You can now give Hermes, Claude Code, and Codex infinite memory. Agentmemory is trending on GitHub with 5,000+ Stars. CLAUDE md dumps 22,000+ tokens into context at 240 observations agentmemory: 1,900 tokens. same observations. 92% less. At 1,000 observations, 80% of your built-in memories become invisible. agentmemory keeps 100% searchable. benchmarked on 240 real coding sessions → Up to 95% fewer tokens per session → 200x more tool calls before hitting context limits → 100% open source

Add a comment

Replies

Best

Instead of adding infrastructure on top of Claude or Codex, can't you write this as a skill and do a periodic memory compression and refresh?

I built something similar for my production agents — each one maintains a JSON-based memory file tracking known issues, competitor changes, and operational state. The hardest part wasn't storing the memory, it was deciding what to forget. Without pruning, the context window fills with stale observations from weeks ago and the agent starts making decisions based on outdated reality.

95% token reduction is a big claim — how does it handle memory conflicts when the same topic gets updated by different sessions? In my system I had to implement a "trust what you observe now, update the stale memory" rule because old memories would override fresh observations.

Hi team, looks amazing and well done on the explanation docs. I have a quick question though, I work across multiple machines (home, work, laptop etc.), can the memory move with me? Currently I use dropbox to keep everything in sync (hands off), I'm not sure dropbox with a live KV cache is a good idea though (would produce plenty of ("conficted copy") files) and wonder if you have a suggestion.

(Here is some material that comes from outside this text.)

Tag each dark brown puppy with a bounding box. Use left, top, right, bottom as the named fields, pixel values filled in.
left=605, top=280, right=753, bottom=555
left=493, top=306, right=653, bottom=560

The good news is that I only use one at a time, and they share a VPN network, with that in mind do you guys have a hands-off way to keep these in-sync?

This is wonderful man!! I am using it with claude code and seeing reduced token consumption. This is amazing!

very happy to hear this.

The 92% context compression is the number that actually matters here.. I've run into the token dump problem myself where the context window gets eaten before the agent even starts doing real work. The hybrid BM25+ vector search approach makes sense for this use case too, pure vector search misses exact identifier matches which in a codebase is basically everything important.. function names, variable names, file paths.

One thing I'm curious about.. how are you handling memory staleness? If I refactored a module two weeks ago and the old architecture is still in memory, the agent might confidently suggest patterns that no longer apply. Is there a TTL mechanism or does it rely on the agent to overwrite outdated memories when it encounters contradictions? That's the failure mode I'd be most worried about in a real codebase.

I really like the hybrid (BM25 + Vector Search) approach to this problem. Pure semantic search for exact function names and file paths in large codebases does not work very well. What do you do about memory staleness. ? If a given architecture is refactored, what is preventing the agent from being able to retrieve the outdated pattern in the next session?

Persistent useful memory seems to be key for multiple AI applications not just codding. 2 genuine questions :
How does it scale with intense usage over the course of a year?
How does it handle successive contradictions ?

The problem this solves is real — I've had the exact experience of explaining my project's architecture to an agent, solving a problem together, and then having to explain it all over again the next session like none of it happened. What I'd want to understand before trusting this fully: how does it handle cases where the architecture changes? If I refactor something significantly, does the old memory become a liability that misleads future sessions, or does the system detect drift and update accordingly?